Возможно, конечно, возраженье, что для объективных судеб мира совершенно безразлично, совершаются ли преступления, именуемые политическими необходимостями, без всяких угрызений совести или в тяжких нравственных муках, но оно явно несостоятельно. Причем не только с религиозной точки зрения, с которой не может быть спора о том, что смертный грех не в том, что люди грешат, а в том, что они своего греха не чувствуют, но и с житейски-политической. Если бы все участники мировой войны и вырвавшейся из ее недр революции расстреливали бы своих ближних в окопах и на баррикадах в тяжком сознании, что, исполняя свой гражданский долг, они губят свою христианскую душу, то ни мировая война, ни в особенности большевицкая перелицовка мира не достигли бы тех чудовищных размеров, которых они достигли. Безмерность эта — не только «планетарные масштабы», не только рекордное число, столь характерное для капиталистической культуры XIX века, не только количество, но и качество. Весь ужас нашего положения в том, что история выдвинула в качестве властителей и руководителей мира совершенно особую породу людей: смелых, волевых, страстных, умных и злых, но нравственно предельно страшных, ибо совершенно бесскорбных, даже приблизительно не знающих, что значит сокрушаться сердцем и разрушением собственного духовного бытия оплачивать свое нравственно обязательное и все же неизбежно грешное участие в развертывающихся мировых событиях.

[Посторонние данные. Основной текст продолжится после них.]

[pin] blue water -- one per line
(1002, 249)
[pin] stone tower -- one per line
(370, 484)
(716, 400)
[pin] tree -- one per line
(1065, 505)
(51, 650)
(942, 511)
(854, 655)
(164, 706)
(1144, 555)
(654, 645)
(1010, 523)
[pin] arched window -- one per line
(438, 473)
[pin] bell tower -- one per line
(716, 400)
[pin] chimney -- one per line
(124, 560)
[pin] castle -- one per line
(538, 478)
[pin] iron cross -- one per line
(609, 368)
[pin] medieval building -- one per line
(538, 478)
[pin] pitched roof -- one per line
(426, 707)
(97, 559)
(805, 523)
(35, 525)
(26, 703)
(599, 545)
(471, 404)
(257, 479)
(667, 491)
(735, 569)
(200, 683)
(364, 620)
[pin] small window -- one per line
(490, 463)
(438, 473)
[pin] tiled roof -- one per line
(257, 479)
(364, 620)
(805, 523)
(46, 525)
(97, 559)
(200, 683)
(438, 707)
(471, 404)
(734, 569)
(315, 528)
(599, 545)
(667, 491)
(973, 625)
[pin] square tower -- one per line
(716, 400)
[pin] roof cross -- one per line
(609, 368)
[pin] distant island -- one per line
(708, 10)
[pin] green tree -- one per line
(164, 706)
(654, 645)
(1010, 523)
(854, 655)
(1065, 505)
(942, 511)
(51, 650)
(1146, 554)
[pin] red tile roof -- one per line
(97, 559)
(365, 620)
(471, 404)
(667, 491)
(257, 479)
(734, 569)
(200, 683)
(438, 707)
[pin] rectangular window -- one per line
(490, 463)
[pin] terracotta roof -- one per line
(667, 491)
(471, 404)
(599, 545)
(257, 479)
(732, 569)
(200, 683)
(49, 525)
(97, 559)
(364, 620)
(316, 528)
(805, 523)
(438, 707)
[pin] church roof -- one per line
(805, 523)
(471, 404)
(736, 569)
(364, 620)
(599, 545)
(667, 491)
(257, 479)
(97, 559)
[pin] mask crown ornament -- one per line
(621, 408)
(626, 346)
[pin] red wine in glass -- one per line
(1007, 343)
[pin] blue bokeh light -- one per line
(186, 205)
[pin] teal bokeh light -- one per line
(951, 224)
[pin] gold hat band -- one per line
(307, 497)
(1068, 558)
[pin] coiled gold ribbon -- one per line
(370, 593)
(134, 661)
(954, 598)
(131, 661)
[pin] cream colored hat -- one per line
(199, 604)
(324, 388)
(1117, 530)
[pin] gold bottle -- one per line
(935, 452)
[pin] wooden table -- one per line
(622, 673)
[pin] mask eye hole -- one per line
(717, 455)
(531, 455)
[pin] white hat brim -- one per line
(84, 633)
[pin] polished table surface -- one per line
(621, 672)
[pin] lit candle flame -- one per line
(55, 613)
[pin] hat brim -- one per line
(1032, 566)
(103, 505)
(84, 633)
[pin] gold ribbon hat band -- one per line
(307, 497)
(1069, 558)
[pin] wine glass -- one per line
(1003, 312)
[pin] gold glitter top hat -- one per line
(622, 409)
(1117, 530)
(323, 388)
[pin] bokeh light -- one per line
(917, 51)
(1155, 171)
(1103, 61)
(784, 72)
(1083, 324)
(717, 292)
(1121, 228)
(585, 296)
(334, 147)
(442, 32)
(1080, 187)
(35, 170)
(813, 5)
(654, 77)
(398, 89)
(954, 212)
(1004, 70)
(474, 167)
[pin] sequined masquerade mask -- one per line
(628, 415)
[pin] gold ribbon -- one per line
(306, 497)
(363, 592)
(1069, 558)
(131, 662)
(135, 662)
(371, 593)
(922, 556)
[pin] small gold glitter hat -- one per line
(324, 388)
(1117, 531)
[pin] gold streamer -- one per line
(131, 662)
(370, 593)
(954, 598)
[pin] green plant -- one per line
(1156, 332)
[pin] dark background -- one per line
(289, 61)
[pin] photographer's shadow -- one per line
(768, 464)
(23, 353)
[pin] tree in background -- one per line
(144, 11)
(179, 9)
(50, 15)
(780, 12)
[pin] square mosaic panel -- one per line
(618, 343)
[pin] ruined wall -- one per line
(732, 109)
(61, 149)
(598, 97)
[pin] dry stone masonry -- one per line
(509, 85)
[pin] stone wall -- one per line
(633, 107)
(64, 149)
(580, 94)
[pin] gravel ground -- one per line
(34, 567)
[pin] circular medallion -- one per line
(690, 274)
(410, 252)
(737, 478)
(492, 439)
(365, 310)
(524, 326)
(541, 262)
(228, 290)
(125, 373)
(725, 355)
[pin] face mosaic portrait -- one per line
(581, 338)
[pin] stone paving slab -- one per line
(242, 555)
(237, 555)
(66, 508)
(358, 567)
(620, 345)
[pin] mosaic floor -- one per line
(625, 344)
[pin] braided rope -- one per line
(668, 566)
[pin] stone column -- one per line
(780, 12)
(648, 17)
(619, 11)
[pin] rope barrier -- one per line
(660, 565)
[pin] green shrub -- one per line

В этой, несмотря на все костры инквизиции, все же новой для христианского мира глухоте к основному факту человеческого бытия, к «без вины виноватости», к неизбежности греха даже и на путях обязательной защиты добра и истины, т.е. ко всему тому, что христианство называет первородным грехом, коренится ха безмерность лжи и крови, которою большевики залили Россию и которая с каждым днем все страшнее и безумнее отражается в глазах их наиболее страстных противников-близнецов. Много грехов разрушают мир, но нет более разрушительного греха, как грех неверия в грех, т.е. грех убежденности в своей праведности.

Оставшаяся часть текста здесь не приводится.